Beberapa waktu lalu, saya baru saja menonton pembukaan acara Youth Communication Day 2021 yang diadakan oleh kampus tempat saya menuntut ilmu, Universitas Ahmad Dahlan. Mengingat acara ini bertemakan tentang communication, salah satu pembicara dalam acara tersebut, yaitu Prof. Estrella Arroyo, Ed.D. sempat membahas tentang Hybrid Communication atau dalam bahasa indonesia, komunikasi hybrid. Bagi saya pribadi, mendengar pembahasan tentang komunikasi hybrid, bukanlah hal yang asing lagi. Namun, muncul pertanyaan di benak saya tentang permasalahan komunikasi hybrid ini.

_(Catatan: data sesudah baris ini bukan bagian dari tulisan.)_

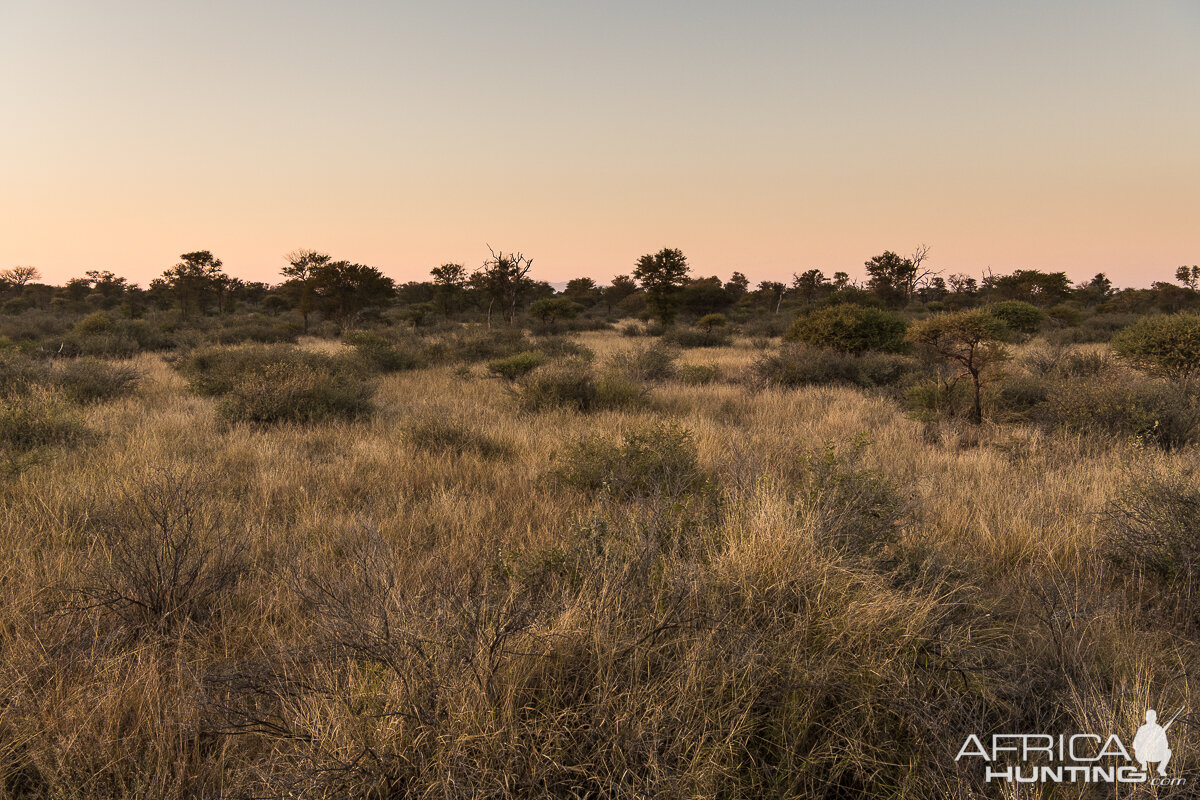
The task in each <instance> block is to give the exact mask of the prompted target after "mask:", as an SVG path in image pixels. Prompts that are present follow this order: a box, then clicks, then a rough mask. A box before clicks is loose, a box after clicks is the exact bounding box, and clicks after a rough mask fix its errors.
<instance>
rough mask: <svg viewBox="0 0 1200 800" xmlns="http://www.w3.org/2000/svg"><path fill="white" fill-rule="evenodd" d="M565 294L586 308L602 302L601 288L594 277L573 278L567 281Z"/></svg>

Kita tahu di Indonesia sendiri, sistem komunikasi hybrid ini baru mulai di impelementasikan secara besar besaran semenjak wabah virus Covid-19 menyerang. Hal ini mengakibatkan banyak sekali perubahan yang terjadi dalam tatanan kehidupan manusia. Lantas pertanyaan saya adalah, di Indonesia sendiri, apakah sebenarnya masyarakat kita sudah siap beradaptasi dengan komunikasi hybrid ini? Apakah komunikasi hybrid menjadi pilihan yang tepat pada keadaan seperti sekarang ini?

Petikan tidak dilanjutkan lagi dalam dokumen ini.